Becoming a Librarian Amidst a Professional Identity Crisis
Keywords:Intellectual freedom, LIS curriculum, Inclusive, Room booking
Adopted in the late 1930s, the Library Bill of Rights grounded the profession in the core value of intellectual freedom. This core value was challenged in the 1930s, the 1960s, the 1990s, and again in recent years by calls for social responsibility within our ranks. The re-occurrent discomfort with upholding intellectual freedom is particularly evident today in the case of public library third party meeting room bookings by controversial speakers. Both the Toronto Public Library and the Vancouver Public Library (as well as the Edmonton Public Library for lending its support) have come under scrutiny by both specific voices within the field as well as the community more broadly. This is not the first time, nor will it be the last time, that publicly funded libraries are faced with controversy surrounding intellectual freedom.

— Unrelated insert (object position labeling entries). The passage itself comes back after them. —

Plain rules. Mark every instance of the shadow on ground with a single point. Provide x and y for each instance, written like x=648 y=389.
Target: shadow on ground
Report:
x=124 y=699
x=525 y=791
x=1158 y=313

Using critical information theory, this presentation examines important questions: How is intellectual freedom defined, redefined and confined today? What is the relationship between the core value of intellectual freedom and sister core values such as social responsibility, diversity and democracy? How do we uphold professional ethics (e.g., IFLA Code for Librarians and Other Information Workers) in instances when our personal, professional, institutional and/or association commitments do not align? As a 2019-20 SLIS research assistant, these questions are rooted in my ongoing academic explorations with Dr. Samek of the nature and extent LIS curricula (for both professionals and paraprofessionals) prepares graduates to negotiate the perpetually complicated core value of intellectual freedom from a position of confidence, and not fear, defensiveness or divisiveness.